The White House said Trump on Friday fired chief strategist Steve Bannon, known as an economic nationalist and an advocate of "America First" policies. Critics have accused him of harboring anti-Semitic and white nationalist sentiments.

While stocks turned higher as reports of Bannon's departure began to circulate, they lost those gains heading into the close. All three major indexes posted losses for the week.

The news followed a week heavy with speculation and focus on the White House. On Thursday, there was concern about the possible departure of National Economic Council Director Gary Cohn, while Trump disbanded two business councils on Wednesday.

Trump had alienated some corporate leaders and U.S. allies with his comments since violence in Charlottesville, Virginia, in the aftermath of a white nationalist protest against the removal of a Confederate statue.

The president's campaign promises of tax cuts and higher infrastructure spending had helped the market rally. The S&P 500 still is up 13.4 percent since the election, but is down 2.1 percent in the last two weeks, the most since the two weeks before the election.

The Dow Jones Industrial Average .DJI fell 76.22 points, or 0.35 percent, to close at 21,674.51, the S&P 500 .SPX had lost 4.46 points, or 0.18 percent, to 2,425.55 and the Nasdaq Composite .IXIC had dropped 5.39 points, or 0.09 percent, to 6,216.53.

The S&P 500 closed roughly 1 percent below its 50-day moving average, the furthest below that key technical measure since mid-April and the closest to its 200-day moving average since the election.

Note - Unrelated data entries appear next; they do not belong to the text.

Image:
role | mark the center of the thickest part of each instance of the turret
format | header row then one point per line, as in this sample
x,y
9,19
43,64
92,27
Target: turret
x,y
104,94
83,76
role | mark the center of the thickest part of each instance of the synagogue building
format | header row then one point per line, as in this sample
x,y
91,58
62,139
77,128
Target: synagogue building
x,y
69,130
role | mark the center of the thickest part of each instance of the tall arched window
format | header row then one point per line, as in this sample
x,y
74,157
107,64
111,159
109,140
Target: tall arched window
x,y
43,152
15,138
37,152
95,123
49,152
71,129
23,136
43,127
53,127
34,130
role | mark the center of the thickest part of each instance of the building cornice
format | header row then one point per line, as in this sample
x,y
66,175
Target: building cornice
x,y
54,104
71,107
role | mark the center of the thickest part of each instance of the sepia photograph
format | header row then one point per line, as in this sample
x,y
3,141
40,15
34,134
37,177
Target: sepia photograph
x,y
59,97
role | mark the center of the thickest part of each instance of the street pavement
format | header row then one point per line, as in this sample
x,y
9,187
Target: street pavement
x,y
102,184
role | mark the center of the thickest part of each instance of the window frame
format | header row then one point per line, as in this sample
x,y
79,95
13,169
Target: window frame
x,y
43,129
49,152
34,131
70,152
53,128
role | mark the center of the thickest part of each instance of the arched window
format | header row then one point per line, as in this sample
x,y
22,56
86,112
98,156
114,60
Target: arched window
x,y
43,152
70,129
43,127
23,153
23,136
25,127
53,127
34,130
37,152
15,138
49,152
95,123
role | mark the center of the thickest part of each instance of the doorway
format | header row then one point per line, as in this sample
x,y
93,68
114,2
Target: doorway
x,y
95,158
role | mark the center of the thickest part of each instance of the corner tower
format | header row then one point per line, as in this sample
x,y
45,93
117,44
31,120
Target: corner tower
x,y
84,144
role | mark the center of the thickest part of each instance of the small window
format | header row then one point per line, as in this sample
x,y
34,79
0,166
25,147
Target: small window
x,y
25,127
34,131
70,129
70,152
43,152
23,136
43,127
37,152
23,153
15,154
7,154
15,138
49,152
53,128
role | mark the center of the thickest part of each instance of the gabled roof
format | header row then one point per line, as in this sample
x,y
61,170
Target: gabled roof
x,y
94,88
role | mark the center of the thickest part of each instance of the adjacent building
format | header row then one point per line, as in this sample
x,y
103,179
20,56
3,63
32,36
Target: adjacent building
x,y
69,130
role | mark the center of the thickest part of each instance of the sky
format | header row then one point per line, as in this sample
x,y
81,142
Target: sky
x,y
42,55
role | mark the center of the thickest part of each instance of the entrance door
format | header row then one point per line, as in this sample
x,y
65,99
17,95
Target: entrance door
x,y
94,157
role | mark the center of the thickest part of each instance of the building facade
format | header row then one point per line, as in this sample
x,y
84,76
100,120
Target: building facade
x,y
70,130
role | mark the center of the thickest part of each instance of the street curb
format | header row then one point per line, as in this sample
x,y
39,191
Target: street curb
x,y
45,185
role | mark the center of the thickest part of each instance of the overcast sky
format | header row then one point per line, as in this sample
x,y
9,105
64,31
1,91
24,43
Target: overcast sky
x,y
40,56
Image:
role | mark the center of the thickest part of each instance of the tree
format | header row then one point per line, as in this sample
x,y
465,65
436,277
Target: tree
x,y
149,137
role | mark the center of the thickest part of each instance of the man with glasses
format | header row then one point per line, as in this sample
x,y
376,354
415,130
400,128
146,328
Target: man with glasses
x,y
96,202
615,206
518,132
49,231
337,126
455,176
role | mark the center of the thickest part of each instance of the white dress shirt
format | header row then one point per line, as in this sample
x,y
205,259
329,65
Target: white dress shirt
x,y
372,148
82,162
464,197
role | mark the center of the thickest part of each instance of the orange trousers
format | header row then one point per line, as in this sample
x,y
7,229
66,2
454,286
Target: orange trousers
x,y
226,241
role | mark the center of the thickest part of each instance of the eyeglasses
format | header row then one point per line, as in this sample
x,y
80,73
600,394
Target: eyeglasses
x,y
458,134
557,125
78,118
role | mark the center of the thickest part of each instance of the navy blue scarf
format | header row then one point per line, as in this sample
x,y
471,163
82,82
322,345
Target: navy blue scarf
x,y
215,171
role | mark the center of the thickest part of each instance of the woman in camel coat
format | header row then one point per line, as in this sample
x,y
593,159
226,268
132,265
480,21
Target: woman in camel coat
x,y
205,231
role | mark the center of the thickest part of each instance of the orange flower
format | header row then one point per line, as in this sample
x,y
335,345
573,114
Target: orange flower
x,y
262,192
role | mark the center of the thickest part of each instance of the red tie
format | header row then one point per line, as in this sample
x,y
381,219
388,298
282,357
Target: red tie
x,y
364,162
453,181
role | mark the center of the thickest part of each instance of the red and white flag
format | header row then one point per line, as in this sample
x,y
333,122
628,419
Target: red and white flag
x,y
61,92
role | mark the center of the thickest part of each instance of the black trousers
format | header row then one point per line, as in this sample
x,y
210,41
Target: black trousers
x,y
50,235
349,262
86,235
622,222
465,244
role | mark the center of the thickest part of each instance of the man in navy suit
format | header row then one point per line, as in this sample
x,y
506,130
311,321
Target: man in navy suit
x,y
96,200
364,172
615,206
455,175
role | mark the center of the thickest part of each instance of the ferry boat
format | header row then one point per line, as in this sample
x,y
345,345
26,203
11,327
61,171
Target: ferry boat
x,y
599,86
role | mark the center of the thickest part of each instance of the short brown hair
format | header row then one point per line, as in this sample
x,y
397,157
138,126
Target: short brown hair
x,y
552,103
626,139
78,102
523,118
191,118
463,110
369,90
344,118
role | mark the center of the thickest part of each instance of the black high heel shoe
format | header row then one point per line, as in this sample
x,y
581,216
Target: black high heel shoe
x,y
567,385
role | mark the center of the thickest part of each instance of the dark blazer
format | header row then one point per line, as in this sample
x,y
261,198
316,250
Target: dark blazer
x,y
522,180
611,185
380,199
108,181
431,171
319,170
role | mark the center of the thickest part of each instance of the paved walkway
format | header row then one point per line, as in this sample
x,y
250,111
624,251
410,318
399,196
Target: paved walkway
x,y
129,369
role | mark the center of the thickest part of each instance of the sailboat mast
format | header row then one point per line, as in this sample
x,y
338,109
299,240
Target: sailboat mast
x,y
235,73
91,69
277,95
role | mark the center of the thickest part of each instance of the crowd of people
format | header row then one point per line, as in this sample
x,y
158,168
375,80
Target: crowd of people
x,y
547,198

For the week, the Dow was down 0.8 percent, the S&P 500 was down 0.7 percent and the Nasdaq fell 0.6 percent.

Friday also marked the eighth straight day in which the NYSE and Nasdaq had more stocks making new 52-week lows than highs, matching a similar streak leading up to Trump's election.

About 290 issues marked a 52-week low on Friday, the most since immediately after the election of Trump.

Shares of sporting goods retailers and Deere (DE.N) weighed on the market following disappointing results.

Nike's (NKE.N) 4.4-percent slide weighed the most on the S&P and the Dow, following dismal results from sporting goods retailers Foot Locker (FL.N) and Hibbett (HIBB.O).

Deere's 5.4-percent fall was the biggest drag on the industrial sector after the farm equipment maker reported a second straight quarter of lower-than-expected sales.

The rally faces further tests in the weeks ahead with the approach of a historically weak month for equities and a host of other issues that could weigh on market, including the Federal Reserve's September meeting, where it could announce plans to unwind its bond portfolio.

Advancing issues outnumbered declining ones on the NYSE by a 1.12-to-1 ratio; on Nasdaq, a 1.04-to-1 ratio favored advancers.

About 6.8 billion shares changed hands on U.S. exchanges. That compares with the 6.4 billion daily average for the past 20 trading days, according to Thomson Reuters data.